Grâce à une ravissante collection de robes et d’accessoires, on imagine
Juliette, apparaître en public, toujours vêtue d’une robe de coton blanc, de
petites chaussures plates, d’un châle dans les tons jaune ou ocre, d’un voile
en mousseline, le tout accessoirisé de perles. Son décolleté profond et le jeu
de transparence des tissus créant une suggestion érotique, assurance de ne pas passer inaperçue.
Juliette
Récamier fera ainsi sa place dans la société frivole du Directoire. Poussée par
sa mère, elle reprendra le salon de cette dernière fréquenté par des hommes de
lettres, des lyonnais de passage et autres gens du monde. Son salon prendra
rapidement de l’ampleur et comme nous l’illustre le deuxième étage de
l’exposition, abandonnera son caractère mondain pour prendre une orientation
littéraire sous l’impulsion de ses amis écrivains tels que Germaine de Staël
puis de François René Chateaubriand.
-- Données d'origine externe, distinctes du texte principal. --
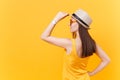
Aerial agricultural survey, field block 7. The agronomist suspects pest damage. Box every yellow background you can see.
[0,0,120,80]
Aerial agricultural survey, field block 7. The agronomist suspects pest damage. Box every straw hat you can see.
[72,9,92,29]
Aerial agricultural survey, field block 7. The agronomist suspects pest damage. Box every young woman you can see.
[41,9,110,80]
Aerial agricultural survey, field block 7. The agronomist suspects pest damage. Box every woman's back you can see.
[63,39,89,80]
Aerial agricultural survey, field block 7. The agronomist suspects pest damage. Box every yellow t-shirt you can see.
[63,39,90,80]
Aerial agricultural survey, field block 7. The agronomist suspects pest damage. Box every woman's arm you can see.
[40,12,69,48]
[88,45,110,76]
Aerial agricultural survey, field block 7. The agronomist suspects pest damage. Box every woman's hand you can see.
[54,12,69,22]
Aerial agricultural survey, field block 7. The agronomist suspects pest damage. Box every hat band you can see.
[72,13,89,27]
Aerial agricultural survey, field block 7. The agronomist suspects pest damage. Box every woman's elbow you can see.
[103,58,110,64]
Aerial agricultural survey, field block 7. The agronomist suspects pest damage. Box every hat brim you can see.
[72,16,90,29]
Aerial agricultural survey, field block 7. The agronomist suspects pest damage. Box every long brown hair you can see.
[78,23,96,57]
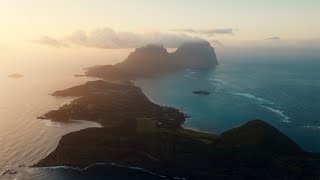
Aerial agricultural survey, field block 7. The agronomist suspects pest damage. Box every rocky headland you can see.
[34,41,320,179]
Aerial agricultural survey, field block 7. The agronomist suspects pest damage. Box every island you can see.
[34,43,320,179]
[8,73,23,79]
[192,90,210,95]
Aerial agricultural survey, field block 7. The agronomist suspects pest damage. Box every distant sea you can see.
[0,46,320,180]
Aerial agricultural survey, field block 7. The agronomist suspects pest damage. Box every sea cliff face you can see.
[86,41,218,80]
[35,44,320,179]
[35,80,320,179]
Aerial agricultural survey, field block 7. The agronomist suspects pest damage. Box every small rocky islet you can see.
[34,42,320,179]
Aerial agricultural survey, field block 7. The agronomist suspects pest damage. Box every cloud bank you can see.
[34,28,208,49]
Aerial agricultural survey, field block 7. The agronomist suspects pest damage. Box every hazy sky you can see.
[0,0,320,48]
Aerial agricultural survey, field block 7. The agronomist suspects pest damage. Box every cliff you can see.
[85,41,218,80]
[35,80,320,179]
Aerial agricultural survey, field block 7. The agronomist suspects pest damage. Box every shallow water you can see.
[136,52,320,152]
[0,47,320,180]
[0,47,129,179]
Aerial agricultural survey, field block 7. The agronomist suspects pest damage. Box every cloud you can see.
[171,28,234,36]
[67,28,204,49]
[264,36,280,41]
[33,36,68,48]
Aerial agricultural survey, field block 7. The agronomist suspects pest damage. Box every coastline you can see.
[33,81,317,178]
[33,44,320,179]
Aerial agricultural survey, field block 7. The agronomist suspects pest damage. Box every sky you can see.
[0,0,320,50]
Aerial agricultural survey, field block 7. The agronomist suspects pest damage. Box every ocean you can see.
[0,46,320,180]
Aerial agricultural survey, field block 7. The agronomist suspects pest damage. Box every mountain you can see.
[85,41,218,80]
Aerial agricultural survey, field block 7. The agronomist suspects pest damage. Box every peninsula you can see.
[34,42,320,179]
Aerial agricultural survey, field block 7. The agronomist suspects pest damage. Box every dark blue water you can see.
[18,49,320,180]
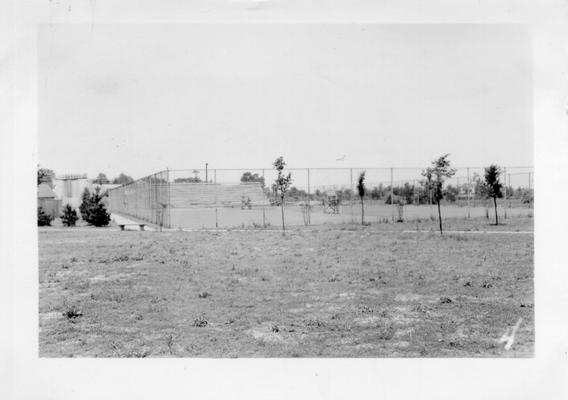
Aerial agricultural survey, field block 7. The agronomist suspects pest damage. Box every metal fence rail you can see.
[109,171,171,227]
[109,167,534,228]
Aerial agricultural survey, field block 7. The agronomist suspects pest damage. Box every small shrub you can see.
[37,207,53,226]
[61,204,79,226]
[79,188,110,227]
[63,306,83,321]
[87,203,110,227]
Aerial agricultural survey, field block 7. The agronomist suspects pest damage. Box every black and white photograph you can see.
[37,24,535,357]
[2,0,568,398]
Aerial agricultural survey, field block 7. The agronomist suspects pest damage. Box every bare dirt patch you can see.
[39,219,534,357]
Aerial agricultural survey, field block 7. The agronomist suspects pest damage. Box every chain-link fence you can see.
[108,171,171,227]
[109,167,534,228]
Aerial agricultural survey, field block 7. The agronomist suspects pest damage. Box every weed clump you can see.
[193,315,208,328]
[63,306,83,322]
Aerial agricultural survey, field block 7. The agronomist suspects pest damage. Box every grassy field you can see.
[39,218,534,357]
[170,201,533,229]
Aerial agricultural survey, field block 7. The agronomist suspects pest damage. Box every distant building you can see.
[53,174,120,208]
[53,174,92,208]
[37,182,61,218]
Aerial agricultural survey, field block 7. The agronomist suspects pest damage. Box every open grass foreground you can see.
[39,218,534,357]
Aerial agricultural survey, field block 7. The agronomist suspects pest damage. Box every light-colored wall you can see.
[53,178,93,208]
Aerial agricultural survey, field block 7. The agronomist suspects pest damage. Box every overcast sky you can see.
[38,24,533,178]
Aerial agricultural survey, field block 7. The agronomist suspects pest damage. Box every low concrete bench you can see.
[118,224,146,231]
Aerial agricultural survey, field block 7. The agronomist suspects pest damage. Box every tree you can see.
[272,156,292,235]
[93,172,110,185]
[37,168,55,187]
[37,207,53,226]
[357,171,366,225]
[79,188,91,222]
[79,187,110,227]
[483,164,503,225]
[112,172,134,185]
[241,171,264,188]
[422,154,456,235]
[61,204,79,226]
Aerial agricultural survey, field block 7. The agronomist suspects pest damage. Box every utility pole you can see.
[391,168,394,222]
[467,168,471,219]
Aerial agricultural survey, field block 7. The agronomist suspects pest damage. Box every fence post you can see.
[308,168,312,225]
[166,168,172,228]
[467,167,471,219]
[503,167,507,219]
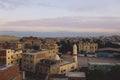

Sociabilité et amitié sont au centre de la
vie de Juliette.
L’espace
suivant est consacré aux décors et à la collection de Madame Récamier. En 1798,
au sommet de leur puissance financière, les époux Récamier emménagent à L’Hôtel
de la rue du Mont-blanc, dans le quartier très prisé de la Chaussée d’Antin. Le
couple, fait appel à l’architecte Louis Martin Berthault pour le décor, ainsi
boiseries, tentures, mobilier créent un ensemble harmonieux dont un lit et un
chevet estampillés Jacob Frères sont présentés ici.
L’Hôtel particulier devient un véritable laboratoire du goût
nouveau à l’antique et par le succès des ses aménagements intérieurs, Juliette
Récamier, devient également source d’influence en matière de décoration. Même
après avoir subi un revers de fortune, l’obligeant à emménager dans un deux
pièces situé au deuxième étage du couvent de l’Abbaye-aux-Bois, Juliette
Récamier conservera ce souci du détail et de l’accueil dans un intérieur au
décor raffiné, comme en témoignent ici son mobilier de salon et sa vaisselle
aux monogrammes et liserés dorés.
Toute sa
vie Juliette Récamier restera égale à elle-même, conservant le même style
et son goût pour le néoclassicisme,
passionnée d’art en général et ne renonçant pas aux portraits. Ainsi, la dernière salle nous offre un portrait
de cette femme à cinquante ans résolument moderne dans sa manière de véhiculer
son image. Devenue une véritable icône surtout grâce à ses portraits dont le
plus célèbre, celui de David, conservé au Louvre sera réinterprété dans l’œuvre
de Magritte, le surréaliste, Perspective, Madame Récamier de David qui
termine avec perfection cette exposition.